チュートリアル - STEP1: テキスト送受信アプリの実行
目次
1. 概要 2. システム全体構成 3. 作業の流れ 3.1 バックエンド側の作業(その1) 3.2 Android端末側の作業 3.3 バックエンド側の作業(その2) 4. 制約事項 5. うまくいかないときは 5.1 Androidアプリケーションの設定内容を初期化したい 5.2 AndroidアプリケーションがBrokerと接続できない 5.3 Androidアプリケーション実行中にエラー発生する
1. 概要
Android版のSINETStreamライブラリを使うサンプルプログラム第一弾として、 簡単なシステム構成での使用例を示します。
GUI操作でユーザが入力した任意の文字列(例えば「Hello World」)がメッセージとしてBrokerに送信され、
それをBrokerが折り返したものを受信してGUIに表示するというものです。
2. システム全体構成
この例では、下図のようにAndroid端末側にWriterとReader機能、
バックエンド側にBroker機能を配置します。

本チュートリアルの見通しを良くするため、以降は
- バックエンド側の作業
- Android端末側の作業
という機能要素ごとに細分化して記述します。 内容に沿って作業を進めてください。
一通り環境構築を済ませ、
Android端末のテキスト送受信アプリを実際に動かす前に、
対向Brokerとの接続情報を設定する箇所があります。
お手元のネットワーク構成に合わせて調整してください。
3. 作業の流れ
3.1 バックエンド側の作業 (その1)
本チュートリアル用のAndroidテキスト送受信アプリは、
WriterとReaderの双方が同じBroker接続パラメータ(アドレス/ポート、
トピック名)を使用します。
したがって、本チュートリアルに関してBrokerに特別な作業は不要です。
Android端末から対向Brokerに接続さえできれば十分です。
すでに他のチュートリアルで用意したBrokerがあれば、
それをそのまま流用できます。
ここでは、Android版のもう一つのチュートリアル(STEP2)で用いるバックエンドシステムはそのままにして、
MQTTのBroker機能だけを流用する例を示します。
もしまだSTEP2のバックエンド機能を立ち上げていない場合、別紙
チュートリアル DOCKER-CONTAINER
の案内に従いDocker Engineの導入、
およびコンテナイメージの導入と起動といった一連の作業を実施してください。
% sudo docker run -d --name broker -p 1883:1883 -p 80:80 harbor.vcloud.nii.ac.jp/sinetstream/android-tutorial:latest
このdocker runコマンド実行により、
バックエンド側の導入とサーバ群の起動が自動的に実施されます。
3.2 Android端末側の作業
お手元のAndroid端末へのテキスト送受信アプリの導入と設定、 操作方法などの手順に関して記述します。

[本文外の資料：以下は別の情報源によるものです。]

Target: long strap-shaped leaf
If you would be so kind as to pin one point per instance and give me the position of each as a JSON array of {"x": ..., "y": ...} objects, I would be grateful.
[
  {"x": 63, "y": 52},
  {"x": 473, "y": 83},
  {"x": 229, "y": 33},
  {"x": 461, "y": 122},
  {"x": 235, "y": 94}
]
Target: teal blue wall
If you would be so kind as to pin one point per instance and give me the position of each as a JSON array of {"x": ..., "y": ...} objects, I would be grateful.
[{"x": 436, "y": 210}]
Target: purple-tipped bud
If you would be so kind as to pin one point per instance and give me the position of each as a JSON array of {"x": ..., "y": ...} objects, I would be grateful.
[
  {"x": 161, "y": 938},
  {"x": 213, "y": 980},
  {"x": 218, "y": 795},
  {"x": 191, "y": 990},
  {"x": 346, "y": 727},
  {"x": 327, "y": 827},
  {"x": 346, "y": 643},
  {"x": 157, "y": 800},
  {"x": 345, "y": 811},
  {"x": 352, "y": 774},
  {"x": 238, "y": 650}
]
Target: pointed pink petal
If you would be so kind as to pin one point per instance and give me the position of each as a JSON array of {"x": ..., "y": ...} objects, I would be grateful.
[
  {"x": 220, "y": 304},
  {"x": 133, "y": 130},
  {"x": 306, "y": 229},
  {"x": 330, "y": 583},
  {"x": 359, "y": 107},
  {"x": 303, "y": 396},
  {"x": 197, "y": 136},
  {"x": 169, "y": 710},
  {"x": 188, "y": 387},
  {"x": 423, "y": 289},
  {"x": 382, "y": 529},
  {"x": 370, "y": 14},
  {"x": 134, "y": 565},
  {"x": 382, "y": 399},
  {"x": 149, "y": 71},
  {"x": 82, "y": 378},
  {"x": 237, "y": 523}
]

詳細は別紙 Android端末側の作業 を参照ください。
3.3 バックエンド側の作業 (その2)
一通り動作の確認が終わったら、計算機資源の解放が必要です。 以下のコマンドにより、 チュートリアル用コンテナイメージの停止と削除を実施してください。
もしAndroid端末側のアプリケーションが起動中の場合、
Broker停止を 契機に接続が切られるためAndroidアプリケーションに「EOF例外」エラー メッセージが表示されます。
% sudo docker stop broker
% sudo docker rm broker
詳細は別紙 チュートリアル DOCKER-CONTAINER を参照ください。
4. 制約事項
システム動作を体験していただくチュートリアルという性質上、
Android版SINETStreamライブラリの提供する全ての機能を網羅しているわけではありません。
ここで示したチュートリアル用のBrokerを用いる場合、
以下のような機能制限があることにご留意ください。
Brokerとの接続方法-
ユーザ認証、SSL/TLS接続、データ暗号化のいずれも実施せず、 最も簡易な方法で接続します。
-
処理の簡素化のため、
Brokerに接続される個々のAndroid端末を区別しません。 複数台のAndroid端末を同じトピックで同時にBrokerに接続しても問題ありません。 その場合は、あるWriterが送信した内容が全てのReader宛てに一斉配信されます。
-
5. うまくいかないときは
5.1 Androidアプリケーションの設定内容を初期化したい
- いったん全初期化して、設定をやり直したい
- 以下の手順でアプリケーションのローカルデータを消去してください。
Storage(AndroidOSバージョンによってはDATA)領域とCache領域の2種類がありますが、前者が消去対象です。
Settings
--> Apps & notifications
--> App info
--> Echo
[FORCE STOP]
--> Storage & cache
--> Clear storage (or CLEAR DATA)
5.2 AndroidアプリケーションがBrokerと接続できない
Broker接続失敗のエラーダイアログが表示される- Android端末が外部ネットワークに到達可能、 すなわち携帯電話網またはWi-Fiが有効(= 機内モードでない)ことを確認してください。
- バックエンド側で
Brokerが稼働中であることを確認してください。
Brokerとの接続タイムアウトになる- 接続先
BrokerのIPアドレス(またはFQDN)とポート番号を確認してください。- FQDN: Fully Qualified Domain Name
- Android端末と
Broker間のIP経路設定が正しいことを確認してください。 - 途中でファイアウォールが設定されている場合はその内容を確認してください。
- 接続先
5.3 Androidアプリケーション実行中にエラー発生する
- 「EOF例外」エラーメッセージが表示される
Brokerとの接続が切れたことを示します。- Android端末の外部ネットワーク接続状況を確認してください。
- バックエンド機材のコンテナ動作状況を確認してください。